Review for NeurIPS paper: Multi-task Additive Models for Robust Estimation and Automatic Structure Discovery

NeurIPS 2020

Multi-task Additive Models for Robust Estimation and Automatic Structure Discovery

Review 1

Summary and Contributions: The paper introduces a multi-task additive model for automatic discovery of variable structure when the involved data has complex non-Gaussian noise. The method is formalized as a bi-level optimization problem where the outer problem is an empirical version of the mode-induced metric using KDE and the inner problem is the regularized empirical risk minimization problem that finds the group variable structure. The authors solve the optimization problem using Prox-SAGA with projection into the compact domains (simplex and infinity ball), where they propagate the gradients through the argmin using a smooth iterative algorithm for the inner problem. They provide a comparative experimental analysis with existing baselines in a synthetic dataset and an evaluation on real data of Coronal Mass Ejection (CME).

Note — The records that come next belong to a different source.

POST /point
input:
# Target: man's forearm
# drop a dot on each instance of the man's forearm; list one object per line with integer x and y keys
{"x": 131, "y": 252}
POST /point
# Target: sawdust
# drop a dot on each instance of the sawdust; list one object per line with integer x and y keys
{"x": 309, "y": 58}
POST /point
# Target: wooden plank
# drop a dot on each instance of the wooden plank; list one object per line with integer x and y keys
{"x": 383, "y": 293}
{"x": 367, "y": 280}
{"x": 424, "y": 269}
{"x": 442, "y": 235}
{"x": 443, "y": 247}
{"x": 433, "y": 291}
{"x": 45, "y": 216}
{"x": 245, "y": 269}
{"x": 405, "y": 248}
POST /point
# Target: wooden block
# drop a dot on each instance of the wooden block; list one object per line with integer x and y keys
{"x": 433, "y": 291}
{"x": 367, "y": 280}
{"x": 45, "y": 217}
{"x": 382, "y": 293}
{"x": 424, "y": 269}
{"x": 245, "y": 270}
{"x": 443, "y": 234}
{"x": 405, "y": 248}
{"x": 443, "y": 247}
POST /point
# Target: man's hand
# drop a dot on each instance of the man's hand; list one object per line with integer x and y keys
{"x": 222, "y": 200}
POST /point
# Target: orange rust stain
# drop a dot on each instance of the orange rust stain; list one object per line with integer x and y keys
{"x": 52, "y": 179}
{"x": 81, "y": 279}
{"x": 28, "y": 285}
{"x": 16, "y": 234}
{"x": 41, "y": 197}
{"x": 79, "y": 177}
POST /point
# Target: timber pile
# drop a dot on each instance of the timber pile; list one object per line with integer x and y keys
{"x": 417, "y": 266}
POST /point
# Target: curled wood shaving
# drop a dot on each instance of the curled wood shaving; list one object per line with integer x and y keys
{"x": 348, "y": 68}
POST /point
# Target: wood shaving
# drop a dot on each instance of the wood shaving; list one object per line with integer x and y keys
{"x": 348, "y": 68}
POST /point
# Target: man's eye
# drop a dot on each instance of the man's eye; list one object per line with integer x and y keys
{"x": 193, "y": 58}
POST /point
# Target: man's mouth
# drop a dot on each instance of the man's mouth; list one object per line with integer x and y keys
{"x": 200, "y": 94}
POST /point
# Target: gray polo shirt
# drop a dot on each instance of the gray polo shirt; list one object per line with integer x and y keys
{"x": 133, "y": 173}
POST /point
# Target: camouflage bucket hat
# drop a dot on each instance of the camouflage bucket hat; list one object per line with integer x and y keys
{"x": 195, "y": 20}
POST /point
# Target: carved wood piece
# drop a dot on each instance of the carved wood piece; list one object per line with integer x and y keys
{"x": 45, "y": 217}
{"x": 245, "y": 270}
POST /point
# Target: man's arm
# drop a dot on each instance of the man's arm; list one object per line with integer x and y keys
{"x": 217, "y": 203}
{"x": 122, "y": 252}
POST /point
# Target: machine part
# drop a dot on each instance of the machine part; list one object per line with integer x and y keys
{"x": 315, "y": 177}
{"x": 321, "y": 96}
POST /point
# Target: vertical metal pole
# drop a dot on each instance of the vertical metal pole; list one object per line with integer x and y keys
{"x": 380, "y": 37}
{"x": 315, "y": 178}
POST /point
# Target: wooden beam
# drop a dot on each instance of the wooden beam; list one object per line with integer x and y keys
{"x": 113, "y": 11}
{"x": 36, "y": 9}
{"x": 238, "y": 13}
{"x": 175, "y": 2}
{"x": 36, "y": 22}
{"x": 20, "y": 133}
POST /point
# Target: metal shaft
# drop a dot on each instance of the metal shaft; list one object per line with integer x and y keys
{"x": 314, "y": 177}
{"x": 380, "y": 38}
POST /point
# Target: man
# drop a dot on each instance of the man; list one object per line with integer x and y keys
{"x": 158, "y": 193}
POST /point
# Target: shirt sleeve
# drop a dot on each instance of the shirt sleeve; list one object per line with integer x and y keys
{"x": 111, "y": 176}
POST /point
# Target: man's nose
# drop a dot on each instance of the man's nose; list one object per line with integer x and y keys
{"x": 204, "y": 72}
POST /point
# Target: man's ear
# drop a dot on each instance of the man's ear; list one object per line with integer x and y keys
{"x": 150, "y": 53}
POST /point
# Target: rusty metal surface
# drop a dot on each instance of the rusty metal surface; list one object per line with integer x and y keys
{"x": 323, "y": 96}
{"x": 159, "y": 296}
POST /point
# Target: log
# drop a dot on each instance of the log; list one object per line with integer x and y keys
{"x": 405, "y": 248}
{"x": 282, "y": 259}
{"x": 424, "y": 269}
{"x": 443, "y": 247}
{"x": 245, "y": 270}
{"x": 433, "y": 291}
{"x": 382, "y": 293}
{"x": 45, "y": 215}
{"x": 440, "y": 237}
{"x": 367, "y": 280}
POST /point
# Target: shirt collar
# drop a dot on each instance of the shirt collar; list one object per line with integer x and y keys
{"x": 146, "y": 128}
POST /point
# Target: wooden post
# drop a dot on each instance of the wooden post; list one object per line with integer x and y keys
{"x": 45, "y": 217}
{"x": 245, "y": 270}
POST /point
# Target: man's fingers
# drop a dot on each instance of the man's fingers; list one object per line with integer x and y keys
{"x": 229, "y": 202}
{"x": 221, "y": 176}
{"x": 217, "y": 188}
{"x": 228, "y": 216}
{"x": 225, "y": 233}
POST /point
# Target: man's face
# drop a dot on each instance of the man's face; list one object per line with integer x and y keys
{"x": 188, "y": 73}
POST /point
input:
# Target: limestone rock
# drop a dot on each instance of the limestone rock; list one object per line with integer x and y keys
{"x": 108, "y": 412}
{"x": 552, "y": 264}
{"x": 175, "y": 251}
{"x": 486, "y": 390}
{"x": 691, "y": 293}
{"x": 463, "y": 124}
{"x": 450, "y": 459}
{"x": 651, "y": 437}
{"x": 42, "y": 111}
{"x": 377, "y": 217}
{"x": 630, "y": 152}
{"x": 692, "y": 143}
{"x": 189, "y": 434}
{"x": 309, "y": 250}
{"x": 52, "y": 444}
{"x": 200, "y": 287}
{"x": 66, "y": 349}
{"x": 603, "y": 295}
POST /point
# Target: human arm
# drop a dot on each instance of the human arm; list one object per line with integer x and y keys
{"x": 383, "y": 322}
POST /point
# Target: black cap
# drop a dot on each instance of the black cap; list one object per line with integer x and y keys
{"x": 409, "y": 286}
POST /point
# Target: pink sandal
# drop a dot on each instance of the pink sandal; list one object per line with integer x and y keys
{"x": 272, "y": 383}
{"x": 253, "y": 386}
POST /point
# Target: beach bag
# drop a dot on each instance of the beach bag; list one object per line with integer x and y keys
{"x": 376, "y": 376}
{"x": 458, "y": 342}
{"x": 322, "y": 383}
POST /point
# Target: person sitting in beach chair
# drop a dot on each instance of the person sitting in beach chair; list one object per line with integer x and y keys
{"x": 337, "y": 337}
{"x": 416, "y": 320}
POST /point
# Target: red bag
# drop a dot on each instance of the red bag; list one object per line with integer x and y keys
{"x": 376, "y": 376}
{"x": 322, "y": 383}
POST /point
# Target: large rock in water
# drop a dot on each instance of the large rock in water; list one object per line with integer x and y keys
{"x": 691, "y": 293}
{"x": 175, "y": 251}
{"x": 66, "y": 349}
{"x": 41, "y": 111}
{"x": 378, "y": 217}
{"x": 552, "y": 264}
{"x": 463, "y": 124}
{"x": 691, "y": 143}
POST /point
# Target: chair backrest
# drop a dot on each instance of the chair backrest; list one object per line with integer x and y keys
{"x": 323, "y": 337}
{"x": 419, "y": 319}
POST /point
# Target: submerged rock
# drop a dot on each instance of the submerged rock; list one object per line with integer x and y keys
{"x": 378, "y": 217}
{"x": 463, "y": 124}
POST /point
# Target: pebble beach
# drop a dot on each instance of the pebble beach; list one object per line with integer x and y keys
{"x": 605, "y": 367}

Strengths: - The method combines successfully a multi-task additive model, robust estimation and automatic structure discovery into a single framework. - They provide a convergent algorithm to compute the structure. - The comparative analysis of section 4.1 shows that the method outperforms the baselines for non Gaussian noise.

Weaknesses: - METHOD: My main concern about this paper is on the scientific novelty of this work and the motivation to combine both robust estimation and automatic structure discovery. If we remove the mode-induced metric and replace it with the least-square loss, the method is (essentially) the same as the one of [11] (the only difference would be the mask to screen main effect variables, idea extracted from [34]). Adding the mode-induced metric can be easily combined to the framework by using results from [37]. In other words, I feel that this paper is just a combination of the bi-level module of [11] for automatic structure discovery and the regularized mode-induced metric estimator of [37], which can be both easily combined by reading through these papers. This could be justified if there was a strong underlying motivation to justify the combination of these ideas, but I don't think this is the case. Can the authors comment on the deep interest of combining both automatic structure discovery and robust estimation beyond the fact that they can just be readily combined from previous work? - ALGORITHM: If I am not wrong, the empirical mode-induced metric R_{emp}^\sigma is *non-convex*, which is not discussed at all in the paper and it is a major challenge compared to the conditional mean estimator which is computed from the least-square loss. Is this correct? I carefully checked the convergence analysis and Remark 3 seems correct: indeed, there is no statement whatsoever about reaching a global minimum but just a statement of convergence and Theorem 2.1 of [11] does not need the convexity of the outter objective, only smoothness. Nevertheless, it is very important to highlight the extra layer of complexity (maybe hardness to reach a better local optimum) that the non-convexity of the mode-induced metric brings compared to least-square loss. Should one be more pessimistic about the quality of the solution because of the non-convexity of the mode-induced metric (compared to the least-square loss)?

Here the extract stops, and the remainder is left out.